Daniele Martini, Il Fatto Quotidiano 10/1/2014, 10 gennaio 2014
FAVORI E POLITICA: IL “SUPREMO” CHE FACEVA INCHINARE DESTRA E SINISTRA
Si è sempre considerato un paesano benefattore di Roma, l’ottantottenne Manlio Cerroni da Pisoniano, comune a 500 metri d’altezza con meno di mille abitanti a una cinquantina di chilometri dalla Capitale. A chi gli rimproverava di aver accumulato una fortuna immensa sulle disgrazie di una metropoli sventata, incapace di un minimo di programmazione per i rifiuti, replicava che senza di lui la Città eterna sarebbe già affogata da un pezzo nella merda. E qualche ragione ce l’aveva. Se non altro perché dell’affare monnezza è un intenditore. Partito nel dopoguerra con una bici Wolsit e un carrettino su cui sbatteva gli scarti dei mercati e degli ortolani che poi rivendeva alle porcilaie, aveva intuito prima di tutti che il pattume era un tesoro e ne aveva approfittato diventandone il Re con il suo gruppo Colari, decine e decine di società, miliardi di euro di fatturato e impianti in Australia, Brasile, Norvegia, Giappone, Canada, Francia. E in Italia a Milano, Brescia, Perugia, Viterbo, Foligno, Cassino. Ora che il Tribunale di Roma l’ha messo ai domiciliari indicandolo come “Il Supremo”, il deus ex machina di un sistema ritenuto truffaldino, la domanda è: Cerroni con la sua discarica di Malagrotta, la più grande d’Europa, 260 ettari di rifiuti tra la periferia nord-ovest e il mare di Fregene, ha tolto per decenni a buon prezzo le castagne dal fuoco alla politica romana incapace di guardare in faccia la grana dell’immondizia? Oppure ha brigato perché non si trovasse una soluzione o almeno l’ha rallentata corrompendo qua e là? Forse sono in parte vere entrambe le cose. Ma se Cerroni è colpevole, la politica è incapace e probabilmente pure smazzettata lo è più di lui. Forse non è un caso che l’abbiano beccato proprio ora che Malagrotta è chiusa e gli attuali amministratori stanno faticosamente cercando un rimedio. La discarica è stata sbarrata per decisione dello stesso Cerroni in autunno, ma da allora il gigantesco affaraccio della monnezza romana è tutt’altro che risolto, anzi, rischia di esplodere.

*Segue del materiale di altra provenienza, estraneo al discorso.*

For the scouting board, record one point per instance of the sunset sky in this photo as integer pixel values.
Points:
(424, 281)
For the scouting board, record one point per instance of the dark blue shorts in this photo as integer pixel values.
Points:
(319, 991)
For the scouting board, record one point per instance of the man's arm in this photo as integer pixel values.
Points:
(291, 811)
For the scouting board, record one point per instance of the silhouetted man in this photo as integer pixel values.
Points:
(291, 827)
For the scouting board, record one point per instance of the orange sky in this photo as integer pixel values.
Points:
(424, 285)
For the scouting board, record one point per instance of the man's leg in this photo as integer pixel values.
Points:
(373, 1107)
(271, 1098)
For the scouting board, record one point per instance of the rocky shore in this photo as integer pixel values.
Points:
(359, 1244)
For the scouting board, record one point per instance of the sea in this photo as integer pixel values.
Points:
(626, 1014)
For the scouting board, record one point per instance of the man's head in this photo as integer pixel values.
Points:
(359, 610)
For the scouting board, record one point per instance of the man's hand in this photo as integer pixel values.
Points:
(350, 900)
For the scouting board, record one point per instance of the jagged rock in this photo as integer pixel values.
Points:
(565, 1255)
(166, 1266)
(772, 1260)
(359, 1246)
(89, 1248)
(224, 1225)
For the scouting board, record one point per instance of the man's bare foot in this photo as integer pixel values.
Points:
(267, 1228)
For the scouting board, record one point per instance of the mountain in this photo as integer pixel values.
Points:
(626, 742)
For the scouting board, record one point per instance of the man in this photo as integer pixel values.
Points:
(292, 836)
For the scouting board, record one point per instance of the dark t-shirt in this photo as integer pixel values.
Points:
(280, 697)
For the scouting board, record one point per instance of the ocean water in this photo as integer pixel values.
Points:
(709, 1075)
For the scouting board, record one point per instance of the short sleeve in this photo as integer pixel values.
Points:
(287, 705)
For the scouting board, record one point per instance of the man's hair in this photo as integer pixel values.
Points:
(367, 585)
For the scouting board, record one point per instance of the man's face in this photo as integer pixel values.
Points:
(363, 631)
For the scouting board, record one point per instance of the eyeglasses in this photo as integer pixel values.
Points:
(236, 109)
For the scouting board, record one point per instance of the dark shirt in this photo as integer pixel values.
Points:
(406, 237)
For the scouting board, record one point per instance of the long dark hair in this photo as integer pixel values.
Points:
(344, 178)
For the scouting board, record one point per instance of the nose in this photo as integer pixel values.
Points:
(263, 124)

UNA BELLA PARTE dei rifiuti viene spedita in Piemonte, Emilia, Abruzzo, durerà 18 mesi e costa un occhio della testa: 120 euro a tonnellata, esattamente il doppio del prezzo pagato finora a Cerroni. E poi? L’azienda comunale dei rifiuti, l’Ama, che da ieri ha finalmente un nuovo vertice, riesce a raccogliere la spazzatura più o meno bene più o meno diligentemente, ma non la tratta. E in tutti questi decenni né un sindaco né un presidente di Regione sono stati capaci di approntare un piano alternativo a Malagrotta. Le rarissime volte che ha accettato di parlare con qualche giornalista negli uffici della bella villa tra i pini di viale Poggio Fiorito all’Eur, in faccia a quella dell’ex sindaco Francesco Rutelli, Cerroni, l’eterno cappelletto a falde spioventi in testa, ha fatto capire di non poter fare a meno dei politici, tutti i politici, da quelli di destra a quelli di sinistra, senza amarli, però. “Sapeste quanti manifesti ho pagato ai democristiani, ai comunisti, ai missini, fino a quelli di oggi...” buttava lì, quasi soprappensiero con quei pochissimi di cui si fidava. L’unico con cui aveva stretto un rapporto di amicizia vera era Mario Di Carlo, ex presidente dell’Ama, poi assessore Pd alla Regione Lazio, morto nel 2011. In gioventù anche lui, Cerroni, aveva fatto politica, sindaco democristiano di Pisoniano per tre legislature con una forte predilezione per la corrente andreottiana. Fu proprio con quelle credenziali che entrò in relazione con Amerigo Petrucci, l’andreottiano sindaco romano storico di metà degli anni Sessanta. Fu lui a spalancargli le porte della Capitale. E fu un altro democristiano, Giuseppe Togni, ministro dei Lavori pubblici, che a Malagrotta aveva fatto scavare ghiaia per costruire le piste di Fiumicino, a consigliare a Cerroni di comprare quella terra perché lì sotto c’era uno strato di argilla di almeno 100 metri. L’ideale per una discarica. Cerroni comprò e si incoronò Ottavo Re di Roma.